Девушка ответила вопросом на вопрос:

— Разве нормальные люди так себя ведут?

— Ну, что тут ненормального? Нельзя судить о человеке, не зная причин его поступков. Если я испачкал лицо, то умываюсь. Это нормально. Но если я с остервенением тру совершенно чистую кожу — тут уже попахивает сумасшествием. Вы меня понимаете? А я не знаю, что заставило доктора Уилкса вести себя так в тот вечер.

— Я вам рассказала все, что произошло.

— Это только ваши собственные предположения.

— Но я же говорила с отцом на следующий день!

— А почему он воспротивился этому браку?

— Считал, что Уилкс слишком стар и охотится лишь за нашими деньгами.
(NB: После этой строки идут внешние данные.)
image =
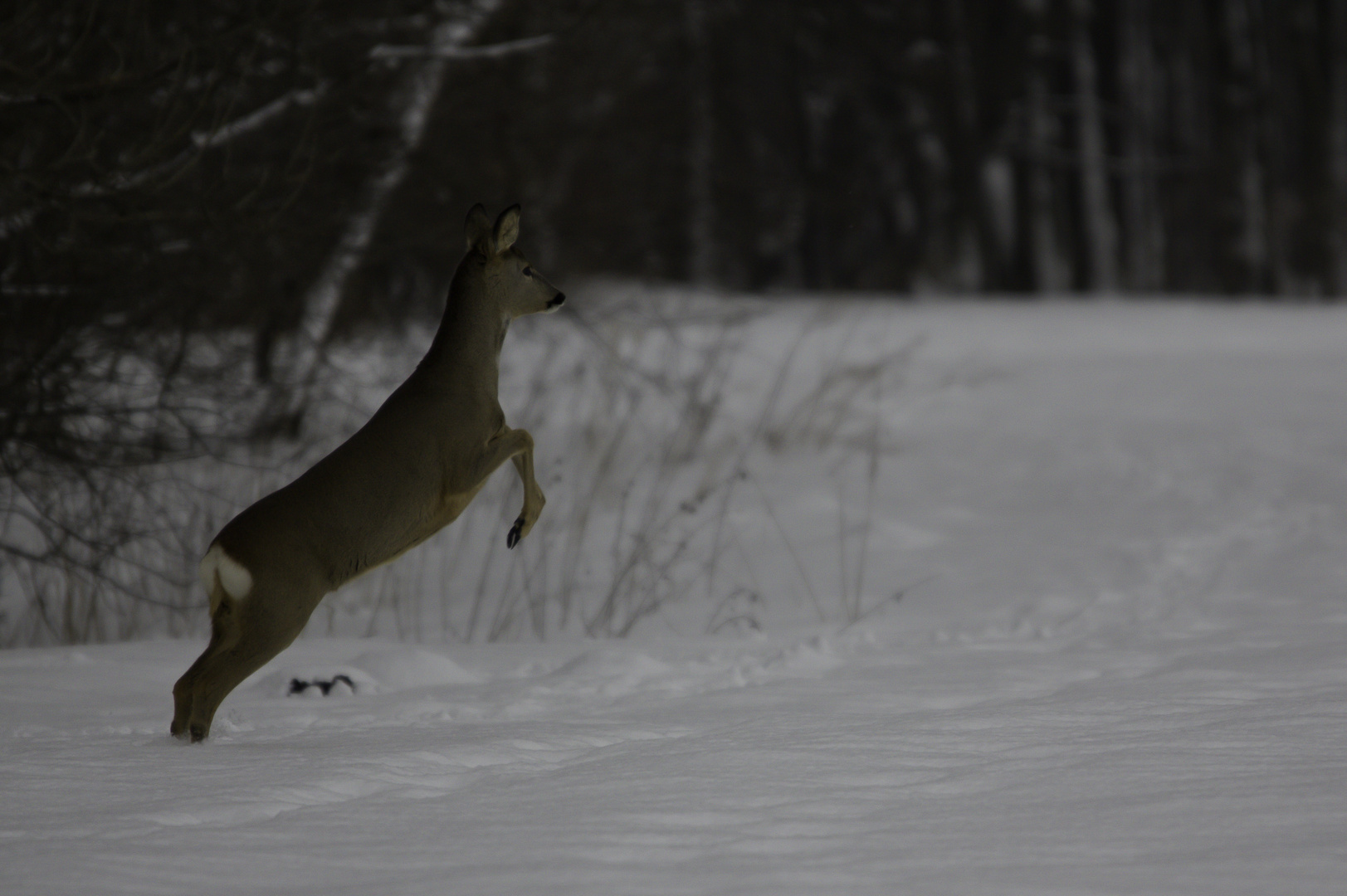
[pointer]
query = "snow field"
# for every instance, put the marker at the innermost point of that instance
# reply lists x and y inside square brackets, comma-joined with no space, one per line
[1117,662]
— Это не объясняет странного поведения доктора. Послушать вас — он вдруг почувствовал какую-то опасность. Когда вы увиделись снова?

— В воскресенье вечером. Мы сидели на террасе, а отец в библиотеке беседовал с Хэтфилдом. Уилкс сделал вид, будто занят исключительно мной, но на самом деле прислушивался к их разговору — даже несколько раз придвигал стул поближе к открытому окну.
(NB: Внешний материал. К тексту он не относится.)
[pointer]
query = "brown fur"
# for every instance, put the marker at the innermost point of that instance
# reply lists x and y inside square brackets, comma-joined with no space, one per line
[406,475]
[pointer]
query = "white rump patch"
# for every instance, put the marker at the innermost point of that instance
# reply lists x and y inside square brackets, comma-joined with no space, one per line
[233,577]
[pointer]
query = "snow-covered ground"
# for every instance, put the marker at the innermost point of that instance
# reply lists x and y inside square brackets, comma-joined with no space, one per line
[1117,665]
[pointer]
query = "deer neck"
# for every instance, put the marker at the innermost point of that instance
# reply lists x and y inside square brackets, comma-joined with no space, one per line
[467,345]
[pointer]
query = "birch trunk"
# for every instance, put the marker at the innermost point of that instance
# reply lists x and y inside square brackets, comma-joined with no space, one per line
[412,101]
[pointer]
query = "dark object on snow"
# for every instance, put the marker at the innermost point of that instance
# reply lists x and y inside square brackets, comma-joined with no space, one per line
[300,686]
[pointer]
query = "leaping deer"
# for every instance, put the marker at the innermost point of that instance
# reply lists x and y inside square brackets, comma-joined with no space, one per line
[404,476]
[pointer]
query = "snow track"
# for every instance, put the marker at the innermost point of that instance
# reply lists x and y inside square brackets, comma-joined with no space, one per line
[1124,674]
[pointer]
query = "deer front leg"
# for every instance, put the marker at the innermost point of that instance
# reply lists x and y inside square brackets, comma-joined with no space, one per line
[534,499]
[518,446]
Мы долго молчали. Потом я осторожно спросил Эллен, не хочет ли она рассказать мне что-нибудь еще, но девушка без конца возвращалась к опасному помешательству Уилкса. Меня же заинтересовало только одно: почему, посмотрев на часы, доктор так поспешно покинул дом судьи?


Мы вернулись в город в начале пятого. Эллен высадила меня из машины, и я пошел к Лаудербеку. Мэджи все еще разгуливал на свободе. Капитан с тревогой ждал приближения ночи.
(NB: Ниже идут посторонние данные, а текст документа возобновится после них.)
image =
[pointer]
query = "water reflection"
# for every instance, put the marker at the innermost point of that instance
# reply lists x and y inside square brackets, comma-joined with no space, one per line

— Как бы на нас не свалилось еще одно убийство!

— А чем, кстати, зарезали судью? В самом деле скальпелем?

— Да, доктор Рейнольдс подтвердил это после вскрытия.

— Надеюсь, в таком случае, вы уже знаете, каким образом Мэджи раздобыл скальпель?

Лаудербек пожал плечами и выразительно посмотрел на меня.

— Естественно. Я только что из Грейстоуна, от доктора Уилкса. Он показал мне, откуда Мэджи взял скальпель. Помните подвал, в который мы спустились из круглого дворика? Справа по коридору есть дверь, которая никогда не запирается. Там что-то вроде склада, и, кроме всего прочего, есть шкаф с хирургическими инструментами, где Мэджи и нашел все, что ему требовалось.

Я закусил губу и прижался лбом к стеклу, задумчиво глядя на улицу.

«Вот и все! Не будь Эллен, я поручил бы дело об убийстве судьи Робинсона одному из начинающих репортеров. Но все-таки какого черта Уилкс в тот вечер посмотрел на часы и тут же удрал?»

Повернувшись, я увидел сияющую физиономию Лаудербека.

— Чего это вы так веселитесь?

— Уж больно вы огорчены, что к Уилксу не придерешься ни с какой стороны!

— Да, там все так хорошо, что даже не верится. Ладно, я еще загляну.

— Зачем?

— А посмотреть, вы поймали Мэджи, или это он выпустил вам кишки!

Я вывел из гаража машину и через пятнадцать минут был уже в Грейстоуне. Получив мою визитную карточку, доктор Уилкс сразу же вышел из кабинета.

Я начал с извинений, что накануне обманом проник в лечебницу вслед за Лаудербеком, который, впрочем, забыл меня представить. Журналистское ремесло порой требует изрядной доли бесцеремонности — иначе не узнаешь ничего интересного.

— Ничего страшного, мистер Спенс. Полковник Райс, конечно, очень расстроился, но я вас прекрасно понимаю и готов считать это невинным розыгрышем.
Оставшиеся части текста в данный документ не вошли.